I am not normal

Based on the Start Experiment, one of the topics was ‘What do you fear?’ and how to cast out that fear. One of my biggest fears has been being seen as different.
I have Aspergers, a form of autism. I know that I have it now, but growing up in the 70’s and 80’s, I just knew I was different. I sympathized with Mr Spock of Star Trek, an alien living among humans, not understood and not understanding others.
My immediate family members didn’t know what to make of me. I was not close to either of my parents nor my sister. My interests were vastly different than theirs. Imagine country music versus classical. I didn’t understand social interactions or how to make or keep friends.
And I just wanted a friend.
I would have, in time, what I would call, survival friends. They are not the ones you would have chosen, but the ones that were willing to hang out with you, or at least not turn you away. They were nice people and we shared some common interests, mostly of not fitting in elsewhere.
I studied human psychology to try to understand WHY people did what they did.
I studied history to glean data from what people had done in the past.
But it was all cold data, with little meaning behind it.
It wasn’t until I went to college that I felt like I fit in. But it made it harder to return home. They are supposed to understand and support you at home, aren’t they?
I have made decisions in my life to try to fit in, to be more normal. Now, in the middle of my life, I am frustrated. And I know why. I have not been honest about who I am.
But I am special. I am unique. And I need to embrace who I am and associate with those who appreciate that.

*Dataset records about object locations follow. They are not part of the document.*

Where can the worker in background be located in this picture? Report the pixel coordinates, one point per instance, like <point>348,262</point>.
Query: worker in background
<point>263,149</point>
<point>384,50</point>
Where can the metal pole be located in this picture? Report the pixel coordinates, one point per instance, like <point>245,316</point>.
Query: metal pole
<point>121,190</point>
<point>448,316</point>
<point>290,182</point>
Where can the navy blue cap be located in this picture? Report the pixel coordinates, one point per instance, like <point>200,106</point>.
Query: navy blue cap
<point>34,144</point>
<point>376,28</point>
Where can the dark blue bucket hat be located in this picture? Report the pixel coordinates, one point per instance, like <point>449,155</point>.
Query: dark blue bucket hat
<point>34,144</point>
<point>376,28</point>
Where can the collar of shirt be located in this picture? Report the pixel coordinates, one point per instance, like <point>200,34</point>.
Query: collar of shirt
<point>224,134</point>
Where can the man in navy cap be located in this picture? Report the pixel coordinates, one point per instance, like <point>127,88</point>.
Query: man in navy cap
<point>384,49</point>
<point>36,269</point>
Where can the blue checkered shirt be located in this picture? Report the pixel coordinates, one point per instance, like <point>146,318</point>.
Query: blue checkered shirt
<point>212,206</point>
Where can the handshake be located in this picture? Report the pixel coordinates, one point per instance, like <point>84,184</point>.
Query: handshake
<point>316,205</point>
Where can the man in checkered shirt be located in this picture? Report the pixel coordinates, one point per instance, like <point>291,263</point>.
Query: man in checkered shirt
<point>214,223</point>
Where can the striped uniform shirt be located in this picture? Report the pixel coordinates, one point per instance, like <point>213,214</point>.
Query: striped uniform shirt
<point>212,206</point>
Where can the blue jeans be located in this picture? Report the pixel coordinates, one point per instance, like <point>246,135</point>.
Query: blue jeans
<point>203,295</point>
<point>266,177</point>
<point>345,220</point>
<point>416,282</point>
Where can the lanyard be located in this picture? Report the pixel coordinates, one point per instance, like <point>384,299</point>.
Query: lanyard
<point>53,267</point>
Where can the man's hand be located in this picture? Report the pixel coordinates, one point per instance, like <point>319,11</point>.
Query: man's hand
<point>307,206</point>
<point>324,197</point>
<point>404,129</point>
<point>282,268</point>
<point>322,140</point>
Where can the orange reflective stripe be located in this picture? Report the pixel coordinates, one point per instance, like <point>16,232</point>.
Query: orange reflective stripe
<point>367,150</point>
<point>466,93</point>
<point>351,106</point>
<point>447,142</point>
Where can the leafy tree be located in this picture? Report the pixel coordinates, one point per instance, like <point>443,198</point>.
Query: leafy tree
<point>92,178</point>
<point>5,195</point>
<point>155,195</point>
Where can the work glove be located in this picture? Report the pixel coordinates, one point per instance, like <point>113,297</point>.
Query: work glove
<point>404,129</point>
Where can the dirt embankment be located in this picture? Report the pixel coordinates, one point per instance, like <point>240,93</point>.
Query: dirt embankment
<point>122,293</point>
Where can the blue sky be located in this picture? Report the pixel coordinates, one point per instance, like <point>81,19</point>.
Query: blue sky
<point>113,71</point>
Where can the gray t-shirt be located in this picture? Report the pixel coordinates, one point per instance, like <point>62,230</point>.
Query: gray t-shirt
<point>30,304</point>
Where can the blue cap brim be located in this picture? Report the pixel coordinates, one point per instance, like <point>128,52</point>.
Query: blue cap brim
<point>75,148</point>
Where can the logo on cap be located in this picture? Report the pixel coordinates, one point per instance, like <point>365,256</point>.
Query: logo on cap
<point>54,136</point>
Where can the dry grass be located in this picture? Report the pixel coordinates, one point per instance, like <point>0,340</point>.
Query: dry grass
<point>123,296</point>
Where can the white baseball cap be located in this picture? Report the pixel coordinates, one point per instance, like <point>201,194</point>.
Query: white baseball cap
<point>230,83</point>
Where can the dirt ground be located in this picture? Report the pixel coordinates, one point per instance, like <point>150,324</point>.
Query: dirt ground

A letter to the parent of a newly diagnosed child with autism

You just received the diagnosis that your child has autism. You might have suspected it or it may be a surprise. Either way, condolences and congratulations.

You have just joined a group of parents united in a common experience by no choice of your own. You are probably experiencing many emotions, among them grief, shock, denial, and fear. You don’t feel up to the task and may be asking yourself a few questions:

–          Why my child?

–          Why ME?

–          What did I do/not do?

–          What do I do now?

     I don’t know why your child, I didn’t know why my child had autism until I did some family research.  I found that my father’s family had several  generations of people with characteristics that were probably autism, some classic and many more high functioning. It probably explains why I found my way into Electrical Engineering. Not all children with autism have a family history of autism. Sometimes it just happens.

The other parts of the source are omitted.